High-efficiency Inverter Improves Electric Motor Efficiency

Hillcrest Energy Technologies, a clean technology company developing transformative power conversion technologies and control system solutions for next-generation electrical systems, has completed initial internal testing of its high-efficiency inverter with an electric motor and will release the results in an upcoming whitepaper on Thursday, April 21.
Internal tests announced previously have already confirmed the ability of the Hillcrest inverter technology to achieve efficiencies exceeding 99% at switching frequencies up to 60 kHz.
New tests were performed using the 10kW Hillcrest high-efficiency inverter proof of concept on an 80kW electric motor currently used in EV powertrain applications. After running efficiency tests on the motor to establish a performance baseline at the 10kHz switching frequency, the same tests were run at 20kHz, 40kHz and 60kHz.
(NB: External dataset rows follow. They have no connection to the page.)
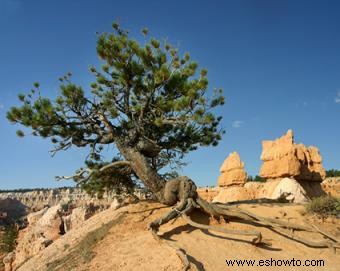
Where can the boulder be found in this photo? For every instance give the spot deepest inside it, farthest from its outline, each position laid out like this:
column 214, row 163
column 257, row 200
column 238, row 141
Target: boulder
column 232, row 193
column 287, row 188
column 291, row 190
column 283, row 158
column 232, row 171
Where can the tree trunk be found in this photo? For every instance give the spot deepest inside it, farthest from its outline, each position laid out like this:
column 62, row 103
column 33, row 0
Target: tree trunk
column 167, row 192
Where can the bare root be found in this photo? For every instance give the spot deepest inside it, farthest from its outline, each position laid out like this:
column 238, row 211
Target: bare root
column 183, row 191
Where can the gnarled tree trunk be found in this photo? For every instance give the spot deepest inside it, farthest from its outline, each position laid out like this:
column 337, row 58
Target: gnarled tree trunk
column 182, row 193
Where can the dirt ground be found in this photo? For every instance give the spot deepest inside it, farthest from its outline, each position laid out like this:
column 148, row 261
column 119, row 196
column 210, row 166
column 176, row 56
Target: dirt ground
column 127, row 245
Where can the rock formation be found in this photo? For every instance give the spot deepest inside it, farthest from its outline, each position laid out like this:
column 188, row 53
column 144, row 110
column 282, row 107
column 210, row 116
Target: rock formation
column 283, row 158
column 274, row 189
column 232, row 171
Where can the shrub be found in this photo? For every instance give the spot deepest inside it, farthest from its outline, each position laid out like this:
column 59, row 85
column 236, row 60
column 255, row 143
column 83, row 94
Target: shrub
column 324, row 206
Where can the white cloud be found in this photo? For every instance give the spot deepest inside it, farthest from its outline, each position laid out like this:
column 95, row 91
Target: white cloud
column 237, row 123
column 337, row 98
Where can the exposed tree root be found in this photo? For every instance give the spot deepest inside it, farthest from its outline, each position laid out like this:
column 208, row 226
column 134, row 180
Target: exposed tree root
column 189, row 200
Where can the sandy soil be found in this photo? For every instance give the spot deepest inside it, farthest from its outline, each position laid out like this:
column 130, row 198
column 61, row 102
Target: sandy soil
column 129, row 246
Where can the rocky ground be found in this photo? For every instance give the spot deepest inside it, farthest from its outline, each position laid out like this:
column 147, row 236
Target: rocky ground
column 119, row 240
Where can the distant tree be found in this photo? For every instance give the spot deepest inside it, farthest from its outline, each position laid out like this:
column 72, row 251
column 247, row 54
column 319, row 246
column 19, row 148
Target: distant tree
column 332, row 173
column 152, row 104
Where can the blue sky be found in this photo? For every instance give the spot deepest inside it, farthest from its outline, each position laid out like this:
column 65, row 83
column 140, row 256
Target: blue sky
column 277, row 61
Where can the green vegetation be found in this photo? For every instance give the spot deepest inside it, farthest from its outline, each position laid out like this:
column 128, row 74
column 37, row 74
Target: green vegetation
column 324, row 206
column 24, row 190
column 83, row 251
column 257, row 178
column 148, row 99
column 332, row 173
column 8, row 238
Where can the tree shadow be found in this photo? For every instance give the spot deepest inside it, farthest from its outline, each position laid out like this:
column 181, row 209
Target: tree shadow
column 203, row 218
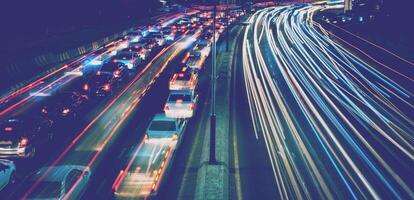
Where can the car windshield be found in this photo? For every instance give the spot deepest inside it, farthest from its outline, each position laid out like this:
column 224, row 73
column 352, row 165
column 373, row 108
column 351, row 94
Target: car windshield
column 47, row 189
column 9, row 127
column 183, row 97
column 109, row 67
column 124, row 56
column 162, row 126
column 103, row 78
column 184, row 76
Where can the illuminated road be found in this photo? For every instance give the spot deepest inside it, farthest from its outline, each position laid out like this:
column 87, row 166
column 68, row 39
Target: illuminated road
column 96, row 138
column 337, row 123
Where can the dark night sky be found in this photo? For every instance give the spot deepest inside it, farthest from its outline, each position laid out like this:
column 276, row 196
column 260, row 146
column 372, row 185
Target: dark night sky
column 22, row 17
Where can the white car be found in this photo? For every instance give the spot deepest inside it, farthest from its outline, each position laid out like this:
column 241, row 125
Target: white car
column 7, row 173
column 61, row 182
column 181, row 104
column 162, row 126
column 184, row 80
column 195, row 61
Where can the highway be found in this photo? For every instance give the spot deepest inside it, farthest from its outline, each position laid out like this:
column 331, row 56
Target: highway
column 336, row 123
column 313, row 114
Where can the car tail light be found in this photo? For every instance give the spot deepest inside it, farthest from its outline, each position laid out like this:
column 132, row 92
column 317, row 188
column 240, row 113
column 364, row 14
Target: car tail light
column 191, row 106
column 175, row 136
column 66, row 111
column 107, row 87
column 117, row 72
column 23, row 142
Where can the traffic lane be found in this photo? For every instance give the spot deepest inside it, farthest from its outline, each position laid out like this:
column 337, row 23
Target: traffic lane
column 132, row 135
column 249, row 162
column 65, row 131
column 288, row 48
column 180, row 181
column 87, row 150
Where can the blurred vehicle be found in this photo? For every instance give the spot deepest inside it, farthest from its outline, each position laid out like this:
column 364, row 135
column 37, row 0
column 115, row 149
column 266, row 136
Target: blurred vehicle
column 130, row 59
column 185, row 80
column 64, row 106
column 158, row 37
column 148, row 43
column 7, row 173
column 181, row 104
column 96, row 58
column 162, row 126
column 169, row 35
column 142, row 52
column 195, row 61
column 202, row 47
column 134, row 36
column 20, row 138
column 60, row 182
column 116, row 69
column 101, row 85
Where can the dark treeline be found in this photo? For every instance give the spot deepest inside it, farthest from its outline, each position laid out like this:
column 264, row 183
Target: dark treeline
column 37, row 18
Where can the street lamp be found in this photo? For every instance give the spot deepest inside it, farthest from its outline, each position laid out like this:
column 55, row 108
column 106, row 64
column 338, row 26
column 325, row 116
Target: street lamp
column 212, row 159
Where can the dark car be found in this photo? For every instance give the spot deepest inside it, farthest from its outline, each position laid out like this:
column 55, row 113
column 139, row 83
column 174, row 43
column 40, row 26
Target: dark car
column 64, row 106
column 20, row 138
column 100, row 85
column 116, row 69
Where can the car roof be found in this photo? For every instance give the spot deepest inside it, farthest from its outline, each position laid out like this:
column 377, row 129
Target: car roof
column 162, row 117
column 57, row 173
column 181, row 92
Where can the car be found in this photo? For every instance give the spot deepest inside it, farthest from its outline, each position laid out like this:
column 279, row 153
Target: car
column 195, row 61
column 130, row 59
column 148, row 43
column 116, row 69
column 184, row 80
column 64, row 106
column 60, row 182
column 158, row 37
column 96, row 58
column 100, row 85
column 20, row 138
column 181, row 104
column 169, row 35
column 162, row 126
column 7, row 173
column 134, row 36
column 202, row 47
column 142, row 52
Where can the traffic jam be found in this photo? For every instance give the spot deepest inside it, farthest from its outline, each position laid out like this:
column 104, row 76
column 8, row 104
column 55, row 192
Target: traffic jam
column 43, row 157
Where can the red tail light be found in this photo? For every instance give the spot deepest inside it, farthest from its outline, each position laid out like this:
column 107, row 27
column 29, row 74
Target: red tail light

Results showed motor efficiency improvements at each increased switching frequency level, confirming the ability of the Hillcrest technology to leverage higher switching frequencies without generating additional losses/heat, thereby enabling the electric motor to operate at higher efficiency levels.
“Currently, electric motors used in electric vehicle powertrains operate within a switching frequency range of 8kHz to 16kHz due to the historic tradeoff between the best possible switching behavior and acceptable thermal losses,” said Harald Hengstenberger, managing director and founder of Systematec GmbH, a strategic partner to Hillcrest and current power electronics design house to the German automotive industry. “The ability of the Hillcrest high-efficiency inverter to operate at much higher switching frequencies without generating additional losses will now allow motor manufacturers to take advantage of new motor concepts not previously available to them.”
Leveraging the Hillcrest traction inverter to improve motor efficiency in an electric vehicle powertrain has the potential to reduce motor size and cooling requirements and increases power density. In an electric vehicle, this can result in more power, more payload capability and increased range.